Au départ je voulais être reporter de guerre. J’étais très jeune : j’ai vu la mort à la télévision du dictateur roumain [Nicolas Ceausescu exécuté avec son épouse à l’issue d’une procédure expéditive le 25 décembre 1989 , quelques jours après l’écroulement du régime] abattu sans procès par un peloton d’exécution et j’en étais scandalisée ! D’autres conflits dans le monde me révoltaient. J’ai quitté ma famille et l’école à 15 ans.
Des débuts difficiles, faits de débrouille et de petits boulots, celui de serveuse notamment. Loin de mes parents de confession musulmane et de ma scolarisation dans une école catholique très stricte. J’ai été élevée dans le respect absolu de l’École et des professeurs. Ma mère en particulier m’a expliqué qu’il était hors de question de remettre en cause leur autorité. Et je m’y tenais.
Vous n’avez pas envisagé de revenir en arrière ?
Non. Pendant cette période dure, j’étais toujours habitée par ma vocation première : l’obsession de témoigner des situations de conflits dans le monde, devenir reporter de guerre alors que je ne connaissais personne dans le milieu.
Il y avait une école de cinéma à côté du bar où je servais. Un ami m’a conseillé d’entrer au Conservatoire royal de Bruxelles. À l’époque, je n’avais aucune fascination pour ce monde-là, celui du théâtre et du cinéma. Je suivais les cours en trouvant cette activité récréative.
Dans quelles circonstances êtes-vous devenue comédienne ?
Après des débuts au théâtre, ce sont les réalisateurs qui m’ont choisie. Après un court-métrage « J’adore le cinéma » de Vincent Lanoo avec le comédien Olivier Gourmet en 1997, André Téchiné avec qui j’ai tourné dans « Loin » en 2001 et « Les Temps qui changent » en 2004 m’a beaucoup encouragée à poursuivre dans cette voie…
Comment avez-vous rencontré le réalisateur de « Amal. Un esprit libre »? Pourquoi avez-vous accepté le rôle qu’il vous a proposé ?
C’est Jawad Rhalib qui est venu me chercher. Je connaissais son travail. J’avais beaucoup aimé entre autres son documentaire « Au temps où les arabes dansaient ».

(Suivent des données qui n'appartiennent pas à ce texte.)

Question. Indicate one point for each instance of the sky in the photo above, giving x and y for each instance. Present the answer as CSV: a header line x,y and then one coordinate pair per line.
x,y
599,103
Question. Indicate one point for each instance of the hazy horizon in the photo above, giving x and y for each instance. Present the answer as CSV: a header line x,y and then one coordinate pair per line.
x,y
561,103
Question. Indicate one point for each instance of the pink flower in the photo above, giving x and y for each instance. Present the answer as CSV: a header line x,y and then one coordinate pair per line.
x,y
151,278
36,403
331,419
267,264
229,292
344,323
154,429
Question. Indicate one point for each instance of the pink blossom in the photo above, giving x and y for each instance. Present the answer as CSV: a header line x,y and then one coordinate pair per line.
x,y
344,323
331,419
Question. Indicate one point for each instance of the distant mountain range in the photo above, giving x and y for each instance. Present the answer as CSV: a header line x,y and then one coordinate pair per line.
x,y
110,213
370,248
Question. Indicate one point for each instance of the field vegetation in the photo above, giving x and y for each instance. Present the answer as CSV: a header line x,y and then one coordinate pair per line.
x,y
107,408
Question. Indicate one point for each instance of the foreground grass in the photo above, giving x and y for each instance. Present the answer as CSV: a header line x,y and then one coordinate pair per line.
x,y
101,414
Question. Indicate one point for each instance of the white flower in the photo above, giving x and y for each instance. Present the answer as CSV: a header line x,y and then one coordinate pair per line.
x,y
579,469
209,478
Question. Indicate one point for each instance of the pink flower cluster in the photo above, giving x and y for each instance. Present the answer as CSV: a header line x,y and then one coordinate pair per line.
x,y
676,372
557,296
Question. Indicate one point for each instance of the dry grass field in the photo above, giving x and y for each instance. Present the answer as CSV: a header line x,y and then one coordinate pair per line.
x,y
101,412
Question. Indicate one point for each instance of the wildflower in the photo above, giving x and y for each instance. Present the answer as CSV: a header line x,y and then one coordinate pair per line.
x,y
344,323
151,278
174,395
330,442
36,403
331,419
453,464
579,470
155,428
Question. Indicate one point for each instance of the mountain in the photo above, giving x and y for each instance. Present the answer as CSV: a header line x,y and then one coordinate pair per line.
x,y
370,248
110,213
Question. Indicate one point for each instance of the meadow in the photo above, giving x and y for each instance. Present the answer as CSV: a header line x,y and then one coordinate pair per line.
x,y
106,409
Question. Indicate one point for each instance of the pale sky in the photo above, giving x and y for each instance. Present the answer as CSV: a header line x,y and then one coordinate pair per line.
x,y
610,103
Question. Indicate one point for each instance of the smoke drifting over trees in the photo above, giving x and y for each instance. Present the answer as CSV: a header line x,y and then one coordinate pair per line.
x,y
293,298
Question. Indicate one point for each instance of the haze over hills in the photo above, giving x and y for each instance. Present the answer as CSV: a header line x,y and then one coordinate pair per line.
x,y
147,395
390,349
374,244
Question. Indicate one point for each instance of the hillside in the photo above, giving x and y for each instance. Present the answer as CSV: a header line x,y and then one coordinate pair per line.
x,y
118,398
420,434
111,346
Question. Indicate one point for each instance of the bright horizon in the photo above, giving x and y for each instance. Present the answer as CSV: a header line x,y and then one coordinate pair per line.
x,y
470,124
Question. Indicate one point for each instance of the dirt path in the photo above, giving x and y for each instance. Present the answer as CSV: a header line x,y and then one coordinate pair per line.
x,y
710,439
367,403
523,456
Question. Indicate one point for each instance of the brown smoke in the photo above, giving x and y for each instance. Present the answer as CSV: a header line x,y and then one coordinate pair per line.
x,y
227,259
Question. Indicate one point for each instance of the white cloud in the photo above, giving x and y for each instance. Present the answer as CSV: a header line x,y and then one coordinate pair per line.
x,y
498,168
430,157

La question de l’emprise de l’extrémisme religieux (islamisme salafiste ici) a été le facteur décisif de mon adhésion au projet. Un projet élaboré sur plusieurs années, difficiles à monter financièrement. Pour ma part, j’ai construit mon personnage peu à peu. J’ai enquêté, rencontré beaucoup d’enseignants. Je suis ainsi rentrée progressivement en profondeur dans la peau du personnage et la longue préparation m’y a aidé ainsi que la méthode de tournage de Jawad Rhalib toujours à l’écoute des comédiens et des jeunes interprètes choisis au casting pour former la ‘classe’, toujours soucieux d’enrichir le scénario en cours de route…
Quels enjeux pour l’École et l’éducation la fiction met-elle en lumière selon vous ?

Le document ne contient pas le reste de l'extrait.